Two particular concepts take on a new meaning when taken together: “exit” and “formalism.” The former is the idea of small secessionist communities withdrawing from the global civilization type of liberal democracy with market-funded socialism, and the second is the notion that government should treat itself as a business and compete on the open market. Together they suggest the idea of competition between societies by type.

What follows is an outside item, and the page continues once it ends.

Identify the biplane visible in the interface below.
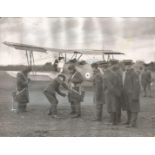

This might look like a small island being purchased and turned into a libertarian/capitalist freehold with leadership by strong natural leaders, whether fascist, royalist or as Neoreactionaries often advocate “a national CEO.” Citizens become shareholders in their own society, which is both a strength — accountability — and a weakness, in that it leads to the same problems as democracy since people often act against their own interest, having (per Dunning-Kruger and other theories) diminished ability to understand their actual needs. We can see this in action in our present society where people purchase lesser products like Budweiser out of convenience rather than hold out for what is good. Some of us criticize Neoreaction for its inability to escape the current paradigm but for now, let us look at what exit and formalism offer in terms of geopolitics.

An exit society is a threat to global society. If that exit society offers a better product in the form of lower cost and higher performance, the rest of global humanity will be forced to face the inferiority of its own system of civilization. The competition — or, more accurately, contrast — means that people can no longer tuck themselves into bed at night with the notion that liberal democracy + capitalism + socialism is the best option. Instead, they have a new option, and since they can emigrate and thrive there, globalist society will experience a brain drain.

If you wonder why Leftists are obsessed with universal and centralized solutions, which amount to the same thing, it is that they fear this competition. Leftism succeeds when it seems like the best game in town, but much like heroin use, the benefits decrease linearly at a certain point after having grown exponentially during the early days of breaking free from the old and the wealth that this process liberates. Think of the former Soviet Union: at first, things were bleak, but then picked up with the wealth boom of transferring state assets to private citizens. Then, as new wealth failed to be produced, that society plunged into troubles from which it has yet to emerge.

A competing society would reduce the question of civilization-type to an economic principle. Citizens would be able to see, for the first time, what other options exist, and that would rank liberal democracy + capitalism + socialism in its place as not the best, but somewhere in the middle, above raw tyranny but below an exit society, which in turn would be below a traditional society of aristocracy, mercantilism, nationalism and transcendental goals.

Right now, the only competition for the global order is our knowledge of the past, and this has been adumbrated with Leftist editing of history and broad moral panics (like the SJW epidemic) which deny obvious advantages by concealing them behind political objectives disguised as morality. If we had a working alternative, the bloom would fade from the rose of what we have now, and the fear of leaving what we think of as good for the unknown would be greatly reduced.

I proposed this idea some time ago as Mayberry, or the idea that if we could see a working version of a better community, people would desire that and agitate for it in a way they cannot for many disconnected issues. This is why majorities are so helpless against polarized minorities like Leftists: we do not think in terms of issues, but in terms of wholes. We want a whole society of a different type and politics is designed to break down this thinking and deflect from it.

Conservatives can benefit from this by offering whole solutions. Instead of responding to talking points about healthcare, create a mental diorama of what this society will look like and show people that instead. It is the answer to all questions: we want a different type of civilization, not only because the present one is moribund in a herd of convergent catastrophes, but because our vision suits our existential and moral needs more than what the present could ever offer.